Schoenfeld did remark however, that some students in the class seemed “upset” upon hearing the news and that there was some “grumbling.”
“I know some people who have exam conflicts now,” said Ivana Djak ‘11. “I think it would have made more sense to move the exam to an earlier time so we could have gotten out in time for the inauguration.”
This change in exam date came as part of a larger movement on campus by students who want to be able to take make-up exams for those exams that conflict with the inauguration. Over 2000 students face the situation.

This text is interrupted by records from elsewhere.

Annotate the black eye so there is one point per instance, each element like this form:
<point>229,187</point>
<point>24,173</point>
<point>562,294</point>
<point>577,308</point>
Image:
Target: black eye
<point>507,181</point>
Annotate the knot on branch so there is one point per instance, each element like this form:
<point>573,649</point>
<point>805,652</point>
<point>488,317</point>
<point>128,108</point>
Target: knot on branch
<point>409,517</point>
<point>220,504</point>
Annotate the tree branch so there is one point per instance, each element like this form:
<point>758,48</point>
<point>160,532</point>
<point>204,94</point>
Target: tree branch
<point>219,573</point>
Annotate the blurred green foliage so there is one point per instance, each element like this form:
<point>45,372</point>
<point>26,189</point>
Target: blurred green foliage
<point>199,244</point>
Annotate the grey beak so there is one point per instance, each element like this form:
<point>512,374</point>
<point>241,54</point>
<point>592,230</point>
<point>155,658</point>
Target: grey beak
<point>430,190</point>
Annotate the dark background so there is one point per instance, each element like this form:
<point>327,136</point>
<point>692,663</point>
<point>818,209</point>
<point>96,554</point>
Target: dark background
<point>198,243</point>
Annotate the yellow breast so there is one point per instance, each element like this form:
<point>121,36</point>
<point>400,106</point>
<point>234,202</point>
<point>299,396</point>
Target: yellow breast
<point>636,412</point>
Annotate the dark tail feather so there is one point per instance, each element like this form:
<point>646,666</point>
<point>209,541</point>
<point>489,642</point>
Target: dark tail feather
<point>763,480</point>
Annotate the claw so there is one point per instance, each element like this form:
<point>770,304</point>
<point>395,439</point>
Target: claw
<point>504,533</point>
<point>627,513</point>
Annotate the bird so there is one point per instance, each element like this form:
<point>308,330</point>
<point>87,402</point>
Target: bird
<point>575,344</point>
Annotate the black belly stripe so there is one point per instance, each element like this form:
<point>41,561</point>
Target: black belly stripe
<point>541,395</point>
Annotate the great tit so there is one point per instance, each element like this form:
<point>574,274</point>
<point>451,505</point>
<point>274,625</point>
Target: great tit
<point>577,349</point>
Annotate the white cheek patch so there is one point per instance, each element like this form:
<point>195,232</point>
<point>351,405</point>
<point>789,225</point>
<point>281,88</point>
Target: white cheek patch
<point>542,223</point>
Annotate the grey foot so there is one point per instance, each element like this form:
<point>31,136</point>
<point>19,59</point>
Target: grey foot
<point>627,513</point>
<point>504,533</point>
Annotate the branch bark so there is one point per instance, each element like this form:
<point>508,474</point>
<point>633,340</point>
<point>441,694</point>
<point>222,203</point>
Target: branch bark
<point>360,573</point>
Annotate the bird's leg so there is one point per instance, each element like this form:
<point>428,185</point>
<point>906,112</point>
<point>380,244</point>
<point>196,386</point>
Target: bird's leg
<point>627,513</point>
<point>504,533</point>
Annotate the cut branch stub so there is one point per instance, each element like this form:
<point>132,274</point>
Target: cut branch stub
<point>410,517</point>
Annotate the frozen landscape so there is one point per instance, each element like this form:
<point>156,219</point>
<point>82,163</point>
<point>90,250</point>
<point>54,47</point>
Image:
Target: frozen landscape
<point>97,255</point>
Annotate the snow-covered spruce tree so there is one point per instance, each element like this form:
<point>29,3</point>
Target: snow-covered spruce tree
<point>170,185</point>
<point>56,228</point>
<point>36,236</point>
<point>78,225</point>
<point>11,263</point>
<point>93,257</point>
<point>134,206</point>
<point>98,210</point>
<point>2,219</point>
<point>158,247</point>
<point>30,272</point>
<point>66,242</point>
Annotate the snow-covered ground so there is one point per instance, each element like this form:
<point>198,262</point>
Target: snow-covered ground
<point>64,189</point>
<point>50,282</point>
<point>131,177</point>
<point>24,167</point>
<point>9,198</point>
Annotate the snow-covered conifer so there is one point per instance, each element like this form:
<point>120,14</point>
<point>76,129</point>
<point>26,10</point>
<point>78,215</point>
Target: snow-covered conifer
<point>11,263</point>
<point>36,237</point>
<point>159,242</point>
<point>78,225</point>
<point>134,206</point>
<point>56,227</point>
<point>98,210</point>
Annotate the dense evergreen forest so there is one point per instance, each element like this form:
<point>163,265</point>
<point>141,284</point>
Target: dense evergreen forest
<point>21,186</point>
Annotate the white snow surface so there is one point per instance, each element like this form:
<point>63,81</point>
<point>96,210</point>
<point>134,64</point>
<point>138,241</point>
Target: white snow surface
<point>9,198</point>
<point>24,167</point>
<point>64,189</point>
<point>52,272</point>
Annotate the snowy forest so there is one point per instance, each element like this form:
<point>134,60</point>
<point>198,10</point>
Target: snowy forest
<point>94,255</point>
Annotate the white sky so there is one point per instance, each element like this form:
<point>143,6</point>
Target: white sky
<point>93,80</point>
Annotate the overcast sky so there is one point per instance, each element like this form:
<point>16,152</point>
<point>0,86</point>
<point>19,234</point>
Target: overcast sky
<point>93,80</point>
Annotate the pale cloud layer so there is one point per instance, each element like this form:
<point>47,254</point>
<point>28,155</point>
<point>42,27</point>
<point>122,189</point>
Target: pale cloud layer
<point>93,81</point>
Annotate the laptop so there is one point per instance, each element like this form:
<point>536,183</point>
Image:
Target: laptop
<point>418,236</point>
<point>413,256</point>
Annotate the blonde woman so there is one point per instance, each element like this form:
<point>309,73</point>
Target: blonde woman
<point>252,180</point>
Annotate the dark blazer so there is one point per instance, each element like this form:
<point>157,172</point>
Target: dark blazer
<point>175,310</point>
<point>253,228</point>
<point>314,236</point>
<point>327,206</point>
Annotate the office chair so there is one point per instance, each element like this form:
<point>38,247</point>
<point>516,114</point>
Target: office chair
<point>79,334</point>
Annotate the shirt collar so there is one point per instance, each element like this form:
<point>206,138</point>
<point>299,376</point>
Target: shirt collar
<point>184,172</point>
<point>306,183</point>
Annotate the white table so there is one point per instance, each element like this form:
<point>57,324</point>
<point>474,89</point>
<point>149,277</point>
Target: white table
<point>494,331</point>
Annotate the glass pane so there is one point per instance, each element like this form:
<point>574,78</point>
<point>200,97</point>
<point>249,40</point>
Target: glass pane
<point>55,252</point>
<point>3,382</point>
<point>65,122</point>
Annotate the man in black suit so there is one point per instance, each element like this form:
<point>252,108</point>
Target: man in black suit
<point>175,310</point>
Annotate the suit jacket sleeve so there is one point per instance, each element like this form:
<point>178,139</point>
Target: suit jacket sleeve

“I am pleased to hear that the American Presidency exam has been moved, but this change is not nearly sufficient,” said Jason Y. Shah ’11, one of the leaders of the protest effort regarding the schedule. “The goal is to permit civic participation for the entire Harvard undergraduate population, which extends far beyond the students in that class.”
Shah is a student in Government 1368: “The Politics of American Education,” one of the almost 40 classes affected, and he said he has not heard any more about the possibility of changing his exam date for that class since his head teaching fellow forwarded the students an e-mail from the Registrar stating, “FAS will be holding exams as scheduled.”
“If only the American Presidency exam is changed, I will consider the administration’s support for undergraduate civic participation just as inadequate and prohibitive as I, and many students, did before,” said Shah. “The only difference now is that we have avoided a remarkable irony.”